SonicWALL SSL VPN is prone to multiple remote vulnerabilities:
- A vulnerability in the WebCacheCleaner ActiveX control allows remote attackers to delete arbitrary files on the client's computer through the 'fileDelete' function.
- A stack-based buffer-overflow vulnerability in the NELaunchCtrl ActiveX control presents itself because the 'AddRouteEntry' function fails to properly bounds-check user-supplied input that is passed to the second argument of the function. Also, multiple Unicode buffer-overflow vulnerabilities reside in the following properties of the ActiveX control: serverAddress, sessionId, clientIPLower, clientIPHigher, userName, domainName, dnsSuffix.

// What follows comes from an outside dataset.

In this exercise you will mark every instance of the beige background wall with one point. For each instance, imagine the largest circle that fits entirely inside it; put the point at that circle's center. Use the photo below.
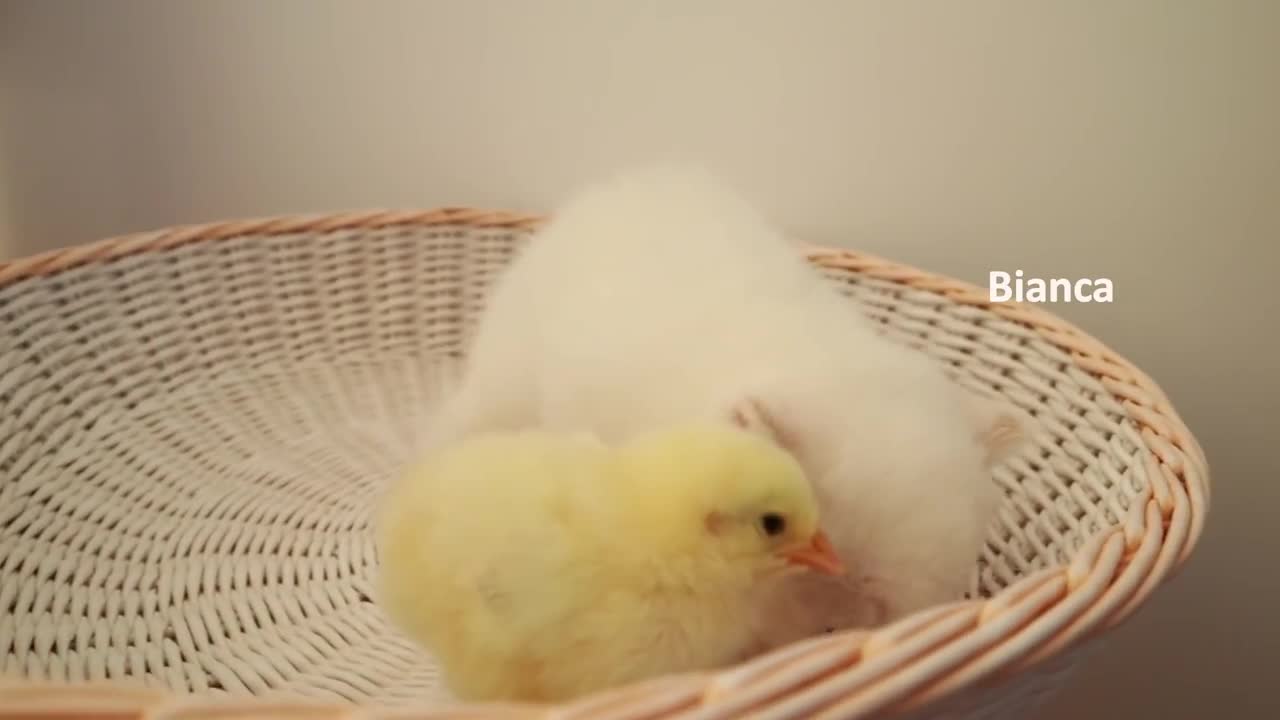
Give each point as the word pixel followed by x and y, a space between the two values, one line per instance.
pixel 1132 140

Attackers can exploit these issues to execute arbitrary code within the context of the affected application. Failed exploit attempts will result in denial-of-service conditions.
These issues affect SonicWALL SSL VPN 126.96.36.199 software as well as WebCacheCleaner 188.8.131.52 and NeLaunchCtrl 184.108.40.206 ActiveX controls; other versions may also be vulnerable.
- SonicWALL SSL VPN 2.5, 1.3 3
- SonicWALL SSL VPN 200 2.1
Download and install all vendor patches related to this vulnerability.